Relating Ocean Condition Forecasts to the Process of End-User Decision Making: A Case Study of the Oregon Commercial Fishing Community
Author(s) -
Jessica Kuonen,
Flaxen Conway,
P. Ted Strub
Publication year - 2019
Publication title -
marine technology society journal/marine technology society journal
Language(s) - English
Resource type - Journals
SCImago Journal Rank - 0.23
H-Index - 43
eISSN - 1948-1209
pISSN - 0025-3324
DOI - 10.4031/mtsj.53.1.1
Subject(s) - process (computing) , fishing , computer science , perception , environmental resource management , commercial fishing , value of information , environmental science , operations research , engineering , fishery , neuroscience , biology , operating system , artificial intelligence
This case study is in response to a recognized need to transform short-term regional ocean condition forecast information into useful data products for a range of end users, considering their perceptions of uncertainty and risk associated with these forecasts. It demonstrates the value of user engagement in achieving long-term goals for data providers.
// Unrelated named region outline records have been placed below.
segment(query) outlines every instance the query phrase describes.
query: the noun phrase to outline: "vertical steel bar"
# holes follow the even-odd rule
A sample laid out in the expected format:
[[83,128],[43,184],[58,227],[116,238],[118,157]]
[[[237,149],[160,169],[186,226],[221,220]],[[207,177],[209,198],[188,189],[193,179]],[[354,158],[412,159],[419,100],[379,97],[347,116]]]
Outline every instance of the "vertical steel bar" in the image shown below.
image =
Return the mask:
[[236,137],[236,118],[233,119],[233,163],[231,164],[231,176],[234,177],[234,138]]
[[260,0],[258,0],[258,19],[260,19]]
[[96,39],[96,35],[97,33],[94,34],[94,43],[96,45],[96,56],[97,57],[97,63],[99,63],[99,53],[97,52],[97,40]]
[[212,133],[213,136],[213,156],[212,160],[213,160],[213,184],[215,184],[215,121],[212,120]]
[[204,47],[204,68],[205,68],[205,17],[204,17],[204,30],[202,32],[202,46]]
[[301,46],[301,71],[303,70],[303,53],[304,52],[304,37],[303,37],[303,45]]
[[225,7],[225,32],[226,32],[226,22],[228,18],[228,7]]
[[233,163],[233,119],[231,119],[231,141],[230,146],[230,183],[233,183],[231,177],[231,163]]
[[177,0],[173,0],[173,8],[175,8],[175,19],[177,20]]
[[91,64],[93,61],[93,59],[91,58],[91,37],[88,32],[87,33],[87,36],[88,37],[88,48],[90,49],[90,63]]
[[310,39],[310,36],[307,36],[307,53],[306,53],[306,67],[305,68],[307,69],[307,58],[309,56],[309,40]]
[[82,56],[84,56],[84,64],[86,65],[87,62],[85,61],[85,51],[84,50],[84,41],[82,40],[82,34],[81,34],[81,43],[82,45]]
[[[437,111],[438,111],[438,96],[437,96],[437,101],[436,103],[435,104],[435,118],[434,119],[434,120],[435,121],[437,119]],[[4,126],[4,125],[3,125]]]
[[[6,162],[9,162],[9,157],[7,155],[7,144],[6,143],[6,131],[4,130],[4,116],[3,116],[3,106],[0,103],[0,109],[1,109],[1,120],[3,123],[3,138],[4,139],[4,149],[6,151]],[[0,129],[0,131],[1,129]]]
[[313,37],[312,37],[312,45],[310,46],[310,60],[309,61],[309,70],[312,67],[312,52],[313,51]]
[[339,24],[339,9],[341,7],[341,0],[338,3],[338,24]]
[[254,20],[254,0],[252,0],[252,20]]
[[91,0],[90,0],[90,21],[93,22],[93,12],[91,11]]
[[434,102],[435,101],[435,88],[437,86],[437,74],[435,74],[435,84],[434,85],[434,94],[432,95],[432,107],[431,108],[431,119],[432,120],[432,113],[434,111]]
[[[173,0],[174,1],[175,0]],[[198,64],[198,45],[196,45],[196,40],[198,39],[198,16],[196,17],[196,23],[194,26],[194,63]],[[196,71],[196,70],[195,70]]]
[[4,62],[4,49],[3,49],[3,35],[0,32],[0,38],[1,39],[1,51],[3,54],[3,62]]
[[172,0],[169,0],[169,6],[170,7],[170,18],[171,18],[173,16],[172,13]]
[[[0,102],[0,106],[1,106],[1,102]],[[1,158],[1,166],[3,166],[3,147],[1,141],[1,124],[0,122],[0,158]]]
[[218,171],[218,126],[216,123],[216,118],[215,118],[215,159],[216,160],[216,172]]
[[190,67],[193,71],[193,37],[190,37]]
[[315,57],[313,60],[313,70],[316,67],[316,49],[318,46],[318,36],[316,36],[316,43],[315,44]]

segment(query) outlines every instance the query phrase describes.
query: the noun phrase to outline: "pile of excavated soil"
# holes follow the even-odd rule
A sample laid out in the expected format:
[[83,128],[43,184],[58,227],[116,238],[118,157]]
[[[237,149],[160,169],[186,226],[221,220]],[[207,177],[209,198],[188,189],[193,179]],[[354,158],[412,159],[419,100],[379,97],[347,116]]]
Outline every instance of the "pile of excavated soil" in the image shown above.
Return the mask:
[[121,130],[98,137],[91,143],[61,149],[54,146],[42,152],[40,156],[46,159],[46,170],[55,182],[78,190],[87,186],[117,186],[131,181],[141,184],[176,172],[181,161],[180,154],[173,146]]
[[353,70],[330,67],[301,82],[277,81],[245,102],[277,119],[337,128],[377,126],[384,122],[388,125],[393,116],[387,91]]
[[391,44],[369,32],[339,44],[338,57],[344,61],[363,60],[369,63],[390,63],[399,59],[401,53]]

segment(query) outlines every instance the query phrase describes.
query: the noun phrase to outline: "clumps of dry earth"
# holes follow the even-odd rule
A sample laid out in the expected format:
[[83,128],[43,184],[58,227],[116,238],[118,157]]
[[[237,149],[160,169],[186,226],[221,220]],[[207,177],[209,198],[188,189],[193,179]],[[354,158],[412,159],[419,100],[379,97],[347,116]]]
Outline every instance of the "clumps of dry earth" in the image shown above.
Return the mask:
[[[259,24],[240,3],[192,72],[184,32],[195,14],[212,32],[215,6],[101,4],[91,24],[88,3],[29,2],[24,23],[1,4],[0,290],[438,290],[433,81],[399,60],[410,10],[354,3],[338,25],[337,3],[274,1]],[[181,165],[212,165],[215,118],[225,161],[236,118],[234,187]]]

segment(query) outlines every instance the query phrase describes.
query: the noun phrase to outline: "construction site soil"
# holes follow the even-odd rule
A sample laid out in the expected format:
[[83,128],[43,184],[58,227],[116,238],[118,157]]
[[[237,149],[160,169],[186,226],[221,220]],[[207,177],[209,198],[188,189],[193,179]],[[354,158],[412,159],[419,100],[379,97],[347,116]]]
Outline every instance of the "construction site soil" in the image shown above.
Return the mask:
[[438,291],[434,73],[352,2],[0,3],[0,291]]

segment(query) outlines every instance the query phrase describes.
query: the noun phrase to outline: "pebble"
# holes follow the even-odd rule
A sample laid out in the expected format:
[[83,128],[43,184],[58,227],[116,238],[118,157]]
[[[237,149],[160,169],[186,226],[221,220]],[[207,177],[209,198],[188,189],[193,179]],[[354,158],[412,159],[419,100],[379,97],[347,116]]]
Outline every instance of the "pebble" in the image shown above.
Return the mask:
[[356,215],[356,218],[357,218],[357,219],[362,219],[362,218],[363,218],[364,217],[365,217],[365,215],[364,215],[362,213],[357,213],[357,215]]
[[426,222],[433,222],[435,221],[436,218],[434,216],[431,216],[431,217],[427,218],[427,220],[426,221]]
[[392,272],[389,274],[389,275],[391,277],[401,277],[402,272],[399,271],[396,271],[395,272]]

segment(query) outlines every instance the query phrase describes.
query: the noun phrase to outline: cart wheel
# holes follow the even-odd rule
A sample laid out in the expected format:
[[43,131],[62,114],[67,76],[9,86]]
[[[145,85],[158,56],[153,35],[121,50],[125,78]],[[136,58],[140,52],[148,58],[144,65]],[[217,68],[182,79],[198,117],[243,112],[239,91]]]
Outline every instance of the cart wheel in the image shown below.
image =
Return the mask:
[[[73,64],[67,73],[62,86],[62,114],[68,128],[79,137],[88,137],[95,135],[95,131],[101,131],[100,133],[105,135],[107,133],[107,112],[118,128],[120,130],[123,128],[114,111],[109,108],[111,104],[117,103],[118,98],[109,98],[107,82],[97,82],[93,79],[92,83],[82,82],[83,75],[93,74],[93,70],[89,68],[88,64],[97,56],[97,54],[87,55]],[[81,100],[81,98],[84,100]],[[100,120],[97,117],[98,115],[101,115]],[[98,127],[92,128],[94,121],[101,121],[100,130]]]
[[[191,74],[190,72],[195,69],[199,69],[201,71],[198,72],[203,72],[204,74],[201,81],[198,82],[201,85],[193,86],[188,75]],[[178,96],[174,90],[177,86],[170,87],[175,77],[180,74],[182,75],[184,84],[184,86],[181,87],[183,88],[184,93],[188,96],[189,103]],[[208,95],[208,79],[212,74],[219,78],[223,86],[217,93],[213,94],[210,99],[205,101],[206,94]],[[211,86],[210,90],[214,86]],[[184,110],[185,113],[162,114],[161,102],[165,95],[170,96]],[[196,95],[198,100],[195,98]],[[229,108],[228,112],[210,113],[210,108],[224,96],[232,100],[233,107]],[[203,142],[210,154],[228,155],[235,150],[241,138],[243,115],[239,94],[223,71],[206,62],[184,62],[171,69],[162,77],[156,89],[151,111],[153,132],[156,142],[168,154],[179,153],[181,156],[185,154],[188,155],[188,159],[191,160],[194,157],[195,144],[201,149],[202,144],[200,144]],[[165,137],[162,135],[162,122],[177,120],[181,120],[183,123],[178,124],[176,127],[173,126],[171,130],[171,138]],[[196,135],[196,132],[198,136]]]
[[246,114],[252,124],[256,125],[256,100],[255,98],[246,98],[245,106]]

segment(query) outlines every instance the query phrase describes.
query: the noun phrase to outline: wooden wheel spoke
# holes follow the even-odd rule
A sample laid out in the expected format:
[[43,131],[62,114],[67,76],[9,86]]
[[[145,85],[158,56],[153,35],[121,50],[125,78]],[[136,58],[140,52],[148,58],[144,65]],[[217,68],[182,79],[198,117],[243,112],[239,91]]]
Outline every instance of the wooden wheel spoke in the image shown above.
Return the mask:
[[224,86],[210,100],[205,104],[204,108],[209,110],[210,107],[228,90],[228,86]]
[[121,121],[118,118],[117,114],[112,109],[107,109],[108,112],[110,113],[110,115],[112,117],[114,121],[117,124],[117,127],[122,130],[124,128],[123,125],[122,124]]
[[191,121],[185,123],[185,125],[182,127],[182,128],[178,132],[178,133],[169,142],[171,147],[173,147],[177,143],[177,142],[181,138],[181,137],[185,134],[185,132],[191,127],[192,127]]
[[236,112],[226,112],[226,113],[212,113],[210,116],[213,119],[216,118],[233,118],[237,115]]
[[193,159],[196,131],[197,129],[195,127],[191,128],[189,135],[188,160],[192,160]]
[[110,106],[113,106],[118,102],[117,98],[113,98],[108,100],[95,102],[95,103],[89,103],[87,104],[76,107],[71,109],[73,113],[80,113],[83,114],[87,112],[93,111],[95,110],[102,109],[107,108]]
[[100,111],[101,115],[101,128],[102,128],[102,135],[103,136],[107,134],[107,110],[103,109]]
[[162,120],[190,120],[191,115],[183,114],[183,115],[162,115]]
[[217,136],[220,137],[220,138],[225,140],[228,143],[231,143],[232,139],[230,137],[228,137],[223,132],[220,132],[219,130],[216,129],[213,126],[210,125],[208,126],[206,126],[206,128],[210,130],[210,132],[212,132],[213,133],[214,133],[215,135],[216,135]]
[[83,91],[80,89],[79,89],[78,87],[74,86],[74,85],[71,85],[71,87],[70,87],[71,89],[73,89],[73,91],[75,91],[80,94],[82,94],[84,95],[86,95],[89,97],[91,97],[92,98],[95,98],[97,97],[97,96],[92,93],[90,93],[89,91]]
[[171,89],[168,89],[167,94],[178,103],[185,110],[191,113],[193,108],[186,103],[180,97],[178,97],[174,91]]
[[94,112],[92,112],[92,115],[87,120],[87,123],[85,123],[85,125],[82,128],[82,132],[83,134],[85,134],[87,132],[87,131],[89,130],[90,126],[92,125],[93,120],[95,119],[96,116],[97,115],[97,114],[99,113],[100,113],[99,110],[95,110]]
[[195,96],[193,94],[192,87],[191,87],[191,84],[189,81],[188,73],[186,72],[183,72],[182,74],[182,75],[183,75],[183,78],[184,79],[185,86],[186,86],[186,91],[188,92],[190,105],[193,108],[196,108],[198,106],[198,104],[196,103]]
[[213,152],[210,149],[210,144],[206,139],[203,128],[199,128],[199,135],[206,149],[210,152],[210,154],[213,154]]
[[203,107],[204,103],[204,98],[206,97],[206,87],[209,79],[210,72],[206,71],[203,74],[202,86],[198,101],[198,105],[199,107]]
Commercial fishermen from Oregon are selected as key information users due to the physically risky and economically uncertain nature of their profession, their expertise at navigating the marine environment, and their important economic and cultural role at the Oregon coast. Semistructured interviews ( n = 16) are used to clarify the processes that govern decision making, in terms of risk perception and comfort with uncertainty. The results characterize a community "mental model" in regard to ocean use and ocean forecasts. Findings reveal that commercial fishermen consume and interpret forecast data in a nonlinear fashion by combining multiple sources and data types and with a heavy reliance on real-time data. Our assessment is that improving accuracy at temporal and spatial scales that are relevant to decision making, improving the accessibility of forecasts, and increasing forecast lead time could potentially add more value to forecasts than quantifying and communicating the types of uncertainty metrics used within the scientific community.